In Georgia, a rally for Democrats was canceled shortly before it was scheduled to begin Sunday, with organizers worried about what they feared would be a "large militia presence" drawn by President Donald Trump's own event nearby.
As the nation races toward Election Day, the tensions and acrimony surrounding an extraordinarily divisive campaign, coming on the heels of a summer of protests and racial unrest, are bleeding into everyday life and adding further uncertainty to an electoral process in which Trump has not committed to a peaceful transfer of power.
Sunday's incidents came a day after a group of Trump supporters in Texas, driving trucks and waving Trump flags, surrounded and slowed a Biden-Harris campaign bus as it drove on Interstate 35, leading to the cancellation of two planned rallies. The FBI confirmed Sunday that it was investigating the incident.

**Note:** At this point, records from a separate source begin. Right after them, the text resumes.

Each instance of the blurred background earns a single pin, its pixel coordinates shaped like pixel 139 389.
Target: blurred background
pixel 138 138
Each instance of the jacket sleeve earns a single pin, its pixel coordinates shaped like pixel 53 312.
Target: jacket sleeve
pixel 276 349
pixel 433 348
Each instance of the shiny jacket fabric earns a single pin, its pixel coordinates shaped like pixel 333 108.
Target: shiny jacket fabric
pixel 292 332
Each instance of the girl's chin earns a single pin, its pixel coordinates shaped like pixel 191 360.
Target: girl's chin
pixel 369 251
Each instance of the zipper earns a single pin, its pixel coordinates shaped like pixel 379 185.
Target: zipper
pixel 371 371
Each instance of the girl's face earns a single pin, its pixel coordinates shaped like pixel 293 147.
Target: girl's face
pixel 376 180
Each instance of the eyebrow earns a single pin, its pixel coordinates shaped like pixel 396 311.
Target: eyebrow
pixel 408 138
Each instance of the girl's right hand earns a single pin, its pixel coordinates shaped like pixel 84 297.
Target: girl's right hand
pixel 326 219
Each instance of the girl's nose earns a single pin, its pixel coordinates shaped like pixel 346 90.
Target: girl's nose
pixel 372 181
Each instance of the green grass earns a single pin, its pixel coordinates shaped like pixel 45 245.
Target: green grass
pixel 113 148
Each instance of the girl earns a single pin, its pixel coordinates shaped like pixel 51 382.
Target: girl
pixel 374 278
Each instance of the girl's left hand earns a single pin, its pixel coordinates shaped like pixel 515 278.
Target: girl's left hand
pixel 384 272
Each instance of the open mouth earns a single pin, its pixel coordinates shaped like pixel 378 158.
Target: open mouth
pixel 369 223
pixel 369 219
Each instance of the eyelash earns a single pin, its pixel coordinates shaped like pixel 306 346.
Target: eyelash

On Saturday, Trump tweeted a video of the incident with a message, "I love Texas!" After the FBI announced it was investigating, he tweeted again, saying, "In my opinion, these patriots did nothing wrong," and instead "the FBI & Justice should be investigating the terrorists, anarchists, and agitators of ANTIFA."
In Graham, North Carolina, a get-out-the vote rally Saturday ended with police using pepper spray on some participants, including young children, and making numerous arrests. Organizers of the rally called it flagrant voter suppression.
"These people are afraid," the Rev. Gregory B. Drumwright, his eyes still burning, said as he assailed the police action in Graham. "There's a climate of fear around this."
And those were just the incidents that were caught on video. Kristen Clarke, executive director of the Lawyers' Committee for Civil Rights Under Law, a voting rights group, said there had been many more. The group settled a lawsuit last month against officials in Graham who they accused of violating the First Amendment rights of protesters.